Right now, however, it was a major inconvenience.

“We were sparring, Napia,” I replied, reluctantly lifting myself off of Zaya. She refused to meet my gaze or accept my help up off the ground. Instead, she used the wall to climb unsteadily to her feet, her throat moving in a way that told me she was suppressing some unwanted emotion. Had my pinning her brought back memories? Or was that a response to my words? Perhaps both.

“I’ll, uh, leave you two to your…” Zaya waved her hand to finish that sentence, then moved around Napia toward my foyer and left without a word.

“That did not look like sparring, Grigory.” Napia folded her slender arms, her pale skin contrasting against her vibrant green dress. At least she didn’t have scales. But those snakes were a major turnoff. Beady black eyes, slithering tongues, and writhing wormlike dancing just didn’t do it for me.

“What do you want, Napia?” I asked her, causing her to lift two auburn brows in surprise.

“Isss that any tone to take with your betrothed?”

“It’s a tone you should probably get used to from me,” I told her. “Because it’s the one I will be using frequently. Now what the fuck do you want?”

It was no secret that I didn’t want to marry her, just as it was no secret that she didn’t want to marry me. Hell’s Realms, she’d even brought her consort in as part of her entourage. I wasn’t blind.

She sputtered something about hoping to have a conversation about dinner arrangements for tomorrow night, then went off on some tangent about my unacceptable manners, and ended with some lunacy about my impossible chef.

I listened to most of her words, digested maybe a fraction of them, and yawned at the rest. Loudly. Which only set her off on another lecture about our future and how I needed to change if I wanted to make this work.
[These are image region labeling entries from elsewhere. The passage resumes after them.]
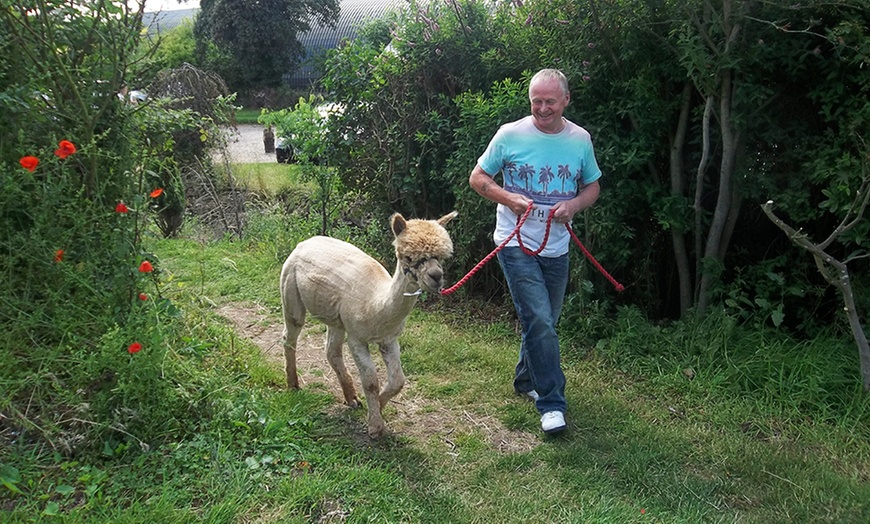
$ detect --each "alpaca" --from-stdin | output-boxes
[281,211,457,438]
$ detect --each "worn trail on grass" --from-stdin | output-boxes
[218,304,540,455]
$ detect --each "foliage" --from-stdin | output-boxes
[323,1,508,217]
[0,2,228,462]
[194,0,338,90]
[143,20,198,71]
[147,63,243,236]
[259,95,348,235]
[324,0,868,336]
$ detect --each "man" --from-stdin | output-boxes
[469,69,601,433]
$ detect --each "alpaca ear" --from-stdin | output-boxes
[438,211,459,226]
[390,213,408,236]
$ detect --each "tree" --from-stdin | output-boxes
[194,0,339,89]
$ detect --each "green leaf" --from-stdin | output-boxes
[54,484,76,495]
[42,501,60,516]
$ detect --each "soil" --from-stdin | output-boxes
[225,124,277,164]
[218,304,540,456]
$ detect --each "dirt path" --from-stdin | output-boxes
[218,304,540,454]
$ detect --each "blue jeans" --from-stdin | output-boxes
[498,247,568,413]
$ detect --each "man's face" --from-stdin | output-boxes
[529,79,571,133]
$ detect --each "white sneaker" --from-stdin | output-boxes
[541,411,565,434]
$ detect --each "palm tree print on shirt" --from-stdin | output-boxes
[517,164,535,191]
[504,162,517,186]
[556,164,579,194]
[538,166,554,195]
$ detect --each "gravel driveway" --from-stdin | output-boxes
[227,124,275,164]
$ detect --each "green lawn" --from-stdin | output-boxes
[0,182,870,524]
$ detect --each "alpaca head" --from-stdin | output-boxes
[390,211,458,295]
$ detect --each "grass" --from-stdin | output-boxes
[233,163,311,199]
[0,184,870,524]
[236,107,260,124]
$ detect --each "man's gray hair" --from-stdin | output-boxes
[529,69,569,97]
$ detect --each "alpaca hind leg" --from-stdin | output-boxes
[379,340,405,410]
[326,326,361,408]
[347,337,387,438]
[281,306,305,389]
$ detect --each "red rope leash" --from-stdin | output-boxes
[441,204,625,296]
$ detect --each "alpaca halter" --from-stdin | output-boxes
[400,257,437,297]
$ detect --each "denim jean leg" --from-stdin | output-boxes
[498,247,568,413]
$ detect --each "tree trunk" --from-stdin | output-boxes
[761,203,870,391]
[696,69,738,316]
[670,82,692,318]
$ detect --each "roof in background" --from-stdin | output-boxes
[284,0,405,87]
[142,8,199,34]
[142,0,406,87]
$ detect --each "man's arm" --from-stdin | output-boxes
[468,165,532,215]
[553,180,601,224]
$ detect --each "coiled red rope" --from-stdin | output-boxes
[441,203,625,296]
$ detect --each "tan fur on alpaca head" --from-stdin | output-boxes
[390,211,458,260]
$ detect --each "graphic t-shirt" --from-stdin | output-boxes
[477,116,601,257]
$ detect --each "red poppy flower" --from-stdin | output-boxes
[54,140,76,159]
[18,155,39,173]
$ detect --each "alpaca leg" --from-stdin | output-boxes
[326,326,361,408]
[380,340,405,409]
[347,337,387,438]
[281,290,305,389]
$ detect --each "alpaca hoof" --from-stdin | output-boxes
[369,425,387,438]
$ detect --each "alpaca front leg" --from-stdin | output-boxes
[326,326,362,408]
[379,340,405,410]
[347,338,387,438]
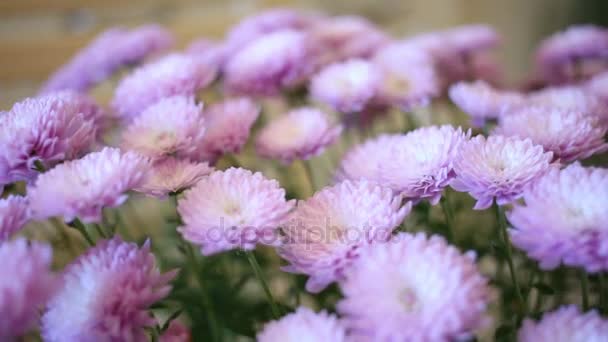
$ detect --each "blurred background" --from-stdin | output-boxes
[0,0,608,110]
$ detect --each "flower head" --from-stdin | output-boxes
[310,59,380,113]
[177,168,294,255]
[257,307,346,342]
[42,238,176,342]
[28,147,148,222]
[256,107,342,164]
[134,157,213,198]
[279,181,412,292]
[0,195,30,245]
[450,135,553,209]
[224,29,313,96]
[112,53,217,118]
[199,97,260,163]
[0,238,60,341]
[0,93,97,185]
[379,125,471,204]
[508,163,608,272]
[337,233,490,341]
[122,96,205,160]
[495,107,608,162]
[517,305,608,342]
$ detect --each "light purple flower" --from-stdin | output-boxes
[28,147,149,223]
[0,195,30,242]
[0,92,97,185]
[177,168,295,255]
[224,29,313,96]
[257,306,346,342]
[379,125,471,205]
[256,107,342,164]
[199,97,260,163]
[41,25,173,93]
[450,135,553,210]
[310,59,380,113]
[134,157,213,199]
[508,163,608,273]
[0,238,60,341]
[42,238,177,342]
[337,233,490,341]
[449,81,525,126]
[517,305,608,342]
[278,181,412,293]
[494,107,608,163]
[121,96,206,160]
[335,134,403,182]
[112,53,217,118]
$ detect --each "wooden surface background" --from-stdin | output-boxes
[0,0,596,110]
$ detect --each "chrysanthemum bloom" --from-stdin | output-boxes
[517,305,608,342]
[257,306,346,342]
[337,233,490,341]
[0,238,59,341]
[508,163,608,272]
[199,97,260,163]
[121,96,205,160]
[0,93,97,185]
[335,134,403,182]
[42,25,173,93]
[42,238,177,342]
[310,59,380,113]
[373,44,440,111]
[379,125,471,205]
[28,147,149,222]
[279,181,412,293]
[449,81,524,126]
[495,107,608,163]
[256,107,342,164]
[224,30,313,96]
[177,168,295,255]
[450,135,553,210]
[135,157,213,198]
[112,54,217,117]
[0,195,30,244]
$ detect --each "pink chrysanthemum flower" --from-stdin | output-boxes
[335,134,403,183]
[379,125,471,205]
[517,305,608,342]
[0,93,97,185]
[0,238,59,341]
[0,195,30,243]
[279,181,412,292]
[28,147,149,222]
[177,168,294,255]
[135,157,213,198]
[112,54,217,117]
[310,59,380,113]
[121,96,205,160]
[224,30,313,96]
[41,25,173,93]
[257,306,346,342]
[337,233,490,341]
[373,44,440,111]
[199,98,260,163]
[495,107,608,163]
[42,238,177,342]
[449,81,524,126]
[508,163,608,272]
[450,135,553,210]
[256,107,342,164]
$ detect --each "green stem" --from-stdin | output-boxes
[245,251,281,319]
[493,202,527,314]
[578,269,589,311]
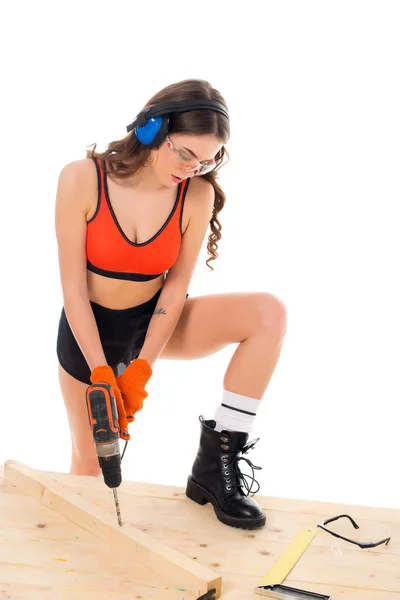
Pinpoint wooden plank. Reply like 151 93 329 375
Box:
30 471 400 524
0 481 198 600
33 479 400 600
4 460 221 598
0 464 400 600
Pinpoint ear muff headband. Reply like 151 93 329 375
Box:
126 100 229 148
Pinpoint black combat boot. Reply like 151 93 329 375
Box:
186 416 266 529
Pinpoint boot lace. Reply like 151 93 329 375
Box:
222 438 262 496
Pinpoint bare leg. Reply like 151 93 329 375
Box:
161 292 286 399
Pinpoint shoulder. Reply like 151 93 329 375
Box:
59 158 96 183
182 177 215 233
57 158 98 213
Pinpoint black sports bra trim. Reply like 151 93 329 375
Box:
86 260 164 281
103 171 187 248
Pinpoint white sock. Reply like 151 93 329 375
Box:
214 389 261 433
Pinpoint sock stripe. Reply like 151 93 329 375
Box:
221 402 257 417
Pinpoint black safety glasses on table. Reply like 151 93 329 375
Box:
318 515 391 548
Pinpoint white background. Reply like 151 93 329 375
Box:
0 0 400 508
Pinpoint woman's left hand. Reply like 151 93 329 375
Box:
117 358 153 423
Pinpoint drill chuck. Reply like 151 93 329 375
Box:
86 383 122 488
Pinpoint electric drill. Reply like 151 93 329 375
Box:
86 383 122 527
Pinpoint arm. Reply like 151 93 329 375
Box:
55 159 107 371
138 178 214 365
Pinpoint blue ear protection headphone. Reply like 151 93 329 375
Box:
126 100 229 148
“I don’t,” I said, but she was too busy ranting to hear me.

So I let her exhaust herself, then forced a contrite expression at the end with the hope that it would convince her to leave. Her snakes weren’t very convinced, if their collective hiss was anything to go by, but she eventually departed on a flourish of emerald skirts, finally leaving me in peace.

Only, I didn’t feel an ounce of satisfaction. If anything, I felt worse. It had nothing to do with Napia and everything to do with the female I’d called a burden.